El principio de composición  de uno y otro de los textos de Díaz Solís nos reproduce la relación amo y siervo,  imponiendo o fabricando el destino de la hija del hacendado, lejos de todo interés vital, en fábulas inauténticas respecto a las idealizaciones de, por ejemplo, Cheíta en “Detrás del muro está el campo”, quien asumirá la mutilación de su deseado destino. Situación de carencia extrema, pozo de la pobreza, imposición de jerarquías, muerte de los derechos en el brillo  de los privilegios donde en una orilla se celebra la fiesta de los trajes y las risas y en la otra se ahogan las ensoñaciones. Así, en el centro de estos cuentos, en doloroso realismo, el pozo de la pobreza enhebrando las relaciones de dominio y la callada crueldad de los destinos humanos. Así la mutilación racial en el negro y en el indio; así la expoliación y la exclusión. Pobreza y destino. Brillo apenas de ilusión de vida ante el látigo, ante el muro y el precipicio. Ante los cuerpos amontonados desde siempre, como escaleras para el ascenso de los privilegiados.

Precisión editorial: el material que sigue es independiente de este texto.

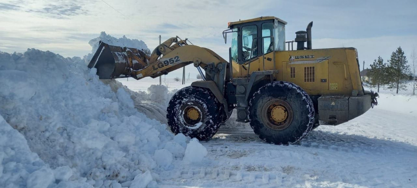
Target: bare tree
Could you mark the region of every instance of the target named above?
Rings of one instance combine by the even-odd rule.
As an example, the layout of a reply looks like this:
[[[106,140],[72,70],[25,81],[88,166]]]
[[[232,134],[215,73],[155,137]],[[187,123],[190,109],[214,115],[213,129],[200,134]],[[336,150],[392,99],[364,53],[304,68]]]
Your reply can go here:
[[[417,55],[416,53],[416,49],[413,48],[413,52],[411,52],[411,55],[410,55],[410,58],[411,60],[411,70],[413,71],[413,75],[411,77],[413,78],[413,94],[416,95],[416,84],[417,82],[416,82],[416,79],[417,76],[416,75],[416,63],[417,63]]]

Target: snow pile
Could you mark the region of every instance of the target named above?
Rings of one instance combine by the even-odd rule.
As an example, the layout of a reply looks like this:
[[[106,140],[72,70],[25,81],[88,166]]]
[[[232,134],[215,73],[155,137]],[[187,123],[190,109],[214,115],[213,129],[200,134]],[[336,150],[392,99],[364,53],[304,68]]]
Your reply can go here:
[[[0,120],[1,187],[156,186],[188,138],[75,60],[33,49],[0,53],[0,115],[8,123]]]
[[[207,149],[198,142],[197,138],[193,138],[187,144],[184,161],[190,163],[200,162],[206,155]]]
[[[24,187],[26,182],[22,179],[27,179],[30,176],[28,187],[36,187],[36,182],[31,180],[34,177],[32,174],[40,172],[34,172],[51,170],[43,168],[46,166],[45,163],[36,154],[30,151],[23,135],[12,128],[1,116],[0,135],[0,185]]]
[[[149,55],[151,55],[151,51],[148,48],[148,46],[146,46],[145,42],[141,40],[129,39],[125,35],[123,35],[123,37],[118,39],[106,34],[105,32],[102,31],[100,33],[100,36],[95,39],[91,39],[88,42],[90,46],[91,46],[93,48],[92,50],[91,50],[91,53],[92,54],[88,54],[88,55],[84,56],[84,59],[86,64],[88,64],[90,61],[91,60],[91,58],[93,58],[93,55],[94,54],[94,53],[96,53],[96,51],[97,51],[97,49],[99,48],[99,46],[100,45],[99,42],[100,41],[102,41],[104,43],[112,46],[135,48],[138,50],[142,50],[144,52],[145,54],[148,54]]]
[[[148,88],[150,99],[163,105],[165,107],[168,107],[170,97],[168,96],[168,88],[163,85],[152,85]]]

La vida como aventura informe.


El niño y el mar*

Por ANTONIO LÓPEZ ORTEGA

“Si tuviéramos que resumir en tres líneas de fuerza que animaron la cuentística de Díaz Solis, diría que una es la espacialidad marítima (tan clara en “El niño y el mar”), otra es la recreación histórica (“Llueve sobre el mar” y “Hechizo”) y una tercera es la refiguración paisajística o ambiental (con piezas tan hermosas o intrigantes como “Cachalo” o “El cocuyo”). La primera quizás tenga que ver con el referente biográfico, pues la marítima Güiria, situada a pocos kilómetros de la legendaria Macuro, primer punto continental que pisa Colón en su tercer viaje de 1498, ha debido de ser para 1920 poco más que un caserío. La narración casi minimalista, de precisión cinematográfica, que despliega Díaz Solís en “El niño y el mar”, responde a sus vivencias de infante en un espacio sin fin, sin limitaciones, en el que cada nuevo día fijaba al azar una aventura distinta, un tejido de relaciones entre Natura y el infante silvestre. El niño simboliza en este hermoso relato la unidad frente a la multiplicidad que puede representar el mar, la pequeñez frente a un rostro de mil caras, finalmente la individualidad frente a una otredad que todo lo contiene: belleza y horror, armonía y desazón, vida y muerte y reconcentrados en el esfuerzo de un niño que solo aspira a cazar a un cangrejo “airado”. La tensión que se logra en esta breve pieza, las imágenes de un mar que llega hasta olerse, la infinita soledad del infante frente a su propio empeño de afirmación, lo convierten en una pieza única, memorable por sus imágenes irrepetibles y su minuciosidad descriptiva”.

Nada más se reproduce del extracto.